I'm guessing it's TFA Hazelnut At that percentage is probably giving the Ash taste I know the butter should make it richer but I'm worried it's actually curdling at that percentage..... DAAP overload maybe?

Reactions: Like 1


----------



## Mofat786

Vilaishima said:


> 17% Hazelnut - Holy Sh!t!


8% butter! Double holy moly sh! t

Reactions: Like 1 | Agree 1


----------



## Rude Rudi

The average mixing % for TPA Butter is 0.67% and typically used at 0.5%
The most popular Hazelnut is FW at an average of 1.02%

Reactions: Like 1 | Informative 1


----------



## Unkl Platz

Butter from Flavorart, Hazelnut from Flavorwest. Tasty tasty

Reactions: Like 1


----------



## GSM500

OK, Thats VapeOWave Hazelnut so we won't have stats on that really. The Butter is Flavour Art and has a lower ATF average of 0.57% so maybe at 0.4%

Reactions: Like 1


----------



## Vilaishima

GSM500 said:


> OK, Thats VapeOWave Hazelnut so we won't have stats on that really. The Butter is Flavour Art and has a lower ATF average of 0.57% so maybe at 0.4%



VapeOWave only decants/rebottles it, same as the other vendors. They don't have their own flavours.

Reactions: Like 1 | Informative 1


----------



## GSM500

Vilaishima said:


> VapeOWave only decants/rebottles it, same as the other vendors. They don't have their own flavours.


They do have a vapeowave line of there own too. As well as the rebottling done for TFA/FW/FA etc

Reactions: Like 1


----------



## ivc_mixer

GSM500 said:


> OK, Thats VapeOWave Hazelnut so we won't have stats on that really.

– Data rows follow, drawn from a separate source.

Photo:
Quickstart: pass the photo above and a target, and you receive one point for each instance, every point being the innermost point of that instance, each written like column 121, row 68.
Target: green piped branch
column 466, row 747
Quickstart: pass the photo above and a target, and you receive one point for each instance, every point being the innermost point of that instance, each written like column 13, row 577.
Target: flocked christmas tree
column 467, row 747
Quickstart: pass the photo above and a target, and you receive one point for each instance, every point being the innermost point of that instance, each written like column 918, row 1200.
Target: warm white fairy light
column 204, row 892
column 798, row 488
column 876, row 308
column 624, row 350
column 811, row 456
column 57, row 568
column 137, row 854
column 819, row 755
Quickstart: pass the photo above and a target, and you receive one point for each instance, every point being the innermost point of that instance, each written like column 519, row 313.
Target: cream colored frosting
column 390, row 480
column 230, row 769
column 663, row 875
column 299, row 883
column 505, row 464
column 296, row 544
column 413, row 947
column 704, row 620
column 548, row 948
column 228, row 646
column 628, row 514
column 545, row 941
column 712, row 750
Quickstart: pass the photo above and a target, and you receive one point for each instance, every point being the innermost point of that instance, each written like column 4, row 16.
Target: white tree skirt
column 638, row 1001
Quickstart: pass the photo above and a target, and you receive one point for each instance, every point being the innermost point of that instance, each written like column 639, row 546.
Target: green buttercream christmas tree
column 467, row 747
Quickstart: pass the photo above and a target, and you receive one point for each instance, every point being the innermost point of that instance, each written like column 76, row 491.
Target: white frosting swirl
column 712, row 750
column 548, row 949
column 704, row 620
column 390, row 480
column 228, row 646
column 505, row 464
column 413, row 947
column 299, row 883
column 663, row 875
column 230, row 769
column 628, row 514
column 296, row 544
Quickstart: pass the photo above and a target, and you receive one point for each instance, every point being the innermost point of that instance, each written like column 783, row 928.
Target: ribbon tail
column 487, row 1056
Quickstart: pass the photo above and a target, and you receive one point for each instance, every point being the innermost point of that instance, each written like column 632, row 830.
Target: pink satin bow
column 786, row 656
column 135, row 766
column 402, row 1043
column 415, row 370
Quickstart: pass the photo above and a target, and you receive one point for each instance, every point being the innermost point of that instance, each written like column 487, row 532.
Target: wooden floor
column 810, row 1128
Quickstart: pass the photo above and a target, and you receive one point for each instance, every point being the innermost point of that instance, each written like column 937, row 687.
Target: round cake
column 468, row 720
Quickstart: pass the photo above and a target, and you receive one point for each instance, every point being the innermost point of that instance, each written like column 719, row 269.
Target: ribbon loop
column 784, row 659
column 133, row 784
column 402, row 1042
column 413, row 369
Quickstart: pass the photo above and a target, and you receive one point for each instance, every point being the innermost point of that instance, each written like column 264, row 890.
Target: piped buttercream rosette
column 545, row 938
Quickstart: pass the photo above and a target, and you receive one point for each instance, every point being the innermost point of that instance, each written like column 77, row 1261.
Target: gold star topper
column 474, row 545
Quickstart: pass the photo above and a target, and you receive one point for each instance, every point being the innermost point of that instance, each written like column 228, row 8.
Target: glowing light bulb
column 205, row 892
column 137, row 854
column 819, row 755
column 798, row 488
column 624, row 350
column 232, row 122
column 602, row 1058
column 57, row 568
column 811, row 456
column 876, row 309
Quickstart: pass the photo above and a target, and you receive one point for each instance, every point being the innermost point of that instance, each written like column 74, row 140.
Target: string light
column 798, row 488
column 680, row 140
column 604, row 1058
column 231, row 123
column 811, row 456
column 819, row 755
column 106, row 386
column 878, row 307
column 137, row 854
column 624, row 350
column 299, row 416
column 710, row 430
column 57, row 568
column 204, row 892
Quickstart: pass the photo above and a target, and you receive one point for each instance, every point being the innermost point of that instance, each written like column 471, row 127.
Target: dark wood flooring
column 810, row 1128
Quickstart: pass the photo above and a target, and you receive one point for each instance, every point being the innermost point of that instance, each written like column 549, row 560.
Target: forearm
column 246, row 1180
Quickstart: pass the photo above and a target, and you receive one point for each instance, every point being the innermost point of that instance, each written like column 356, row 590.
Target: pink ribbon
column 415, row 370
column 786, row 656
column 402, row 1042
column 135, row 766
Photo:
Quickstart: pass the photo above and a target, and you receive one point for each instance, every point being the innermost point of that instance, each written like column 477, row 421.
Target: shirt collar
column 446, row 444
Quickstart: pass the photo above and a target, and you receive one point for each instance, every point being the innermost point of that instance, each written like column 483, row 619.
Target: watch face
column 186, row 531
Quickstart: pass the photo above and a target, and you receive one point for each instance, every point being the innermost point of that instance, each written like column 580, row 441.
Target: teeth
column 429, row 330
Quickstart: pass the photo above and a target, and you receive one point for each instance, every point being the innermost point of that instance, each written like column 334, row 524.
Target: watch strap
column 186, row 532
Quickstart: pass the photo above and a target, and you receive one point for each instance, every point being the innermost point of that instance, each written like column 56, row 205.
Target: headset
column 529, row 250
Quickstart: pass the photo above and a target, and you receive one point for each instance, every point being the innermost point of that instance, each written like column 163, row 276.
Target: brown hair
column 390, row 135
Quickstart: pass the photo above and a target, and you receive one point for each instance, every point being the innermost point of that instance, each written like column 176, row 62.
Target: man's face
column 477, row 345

Top left on the bottle it says 'Flavor West'

Reactions: Like 1


----------



## GSM500

ivc_mixer said:


> Top left on the bottle it says 'Flavor West'


Well spotted, can't believe I missed that
The silly season is getting the best of me.
The cigar-ish taste puzzles me then, can't imagine it's Hazelnut FW doing that, or the butter for that matter.
I did make a 15% Hazelnut FW single flavour mix years ago and it had a bad funk on it for me, not the cigar-ish type of funk though.

Reactions: Like 2


----------



## Unkl Platz

DUUUUUuuuuuUDE that's *UNkL3Pl@TZzzz funk soul *brotha

Reactions: Like 1


----------



## Vilaishima

I am really having trouble interpreting this thread...

Reactions: Like 1 | Agree 2 | Funny 1


----------



## GSM500

Vilaishima said:


> I am really having trouble interpreting this thread...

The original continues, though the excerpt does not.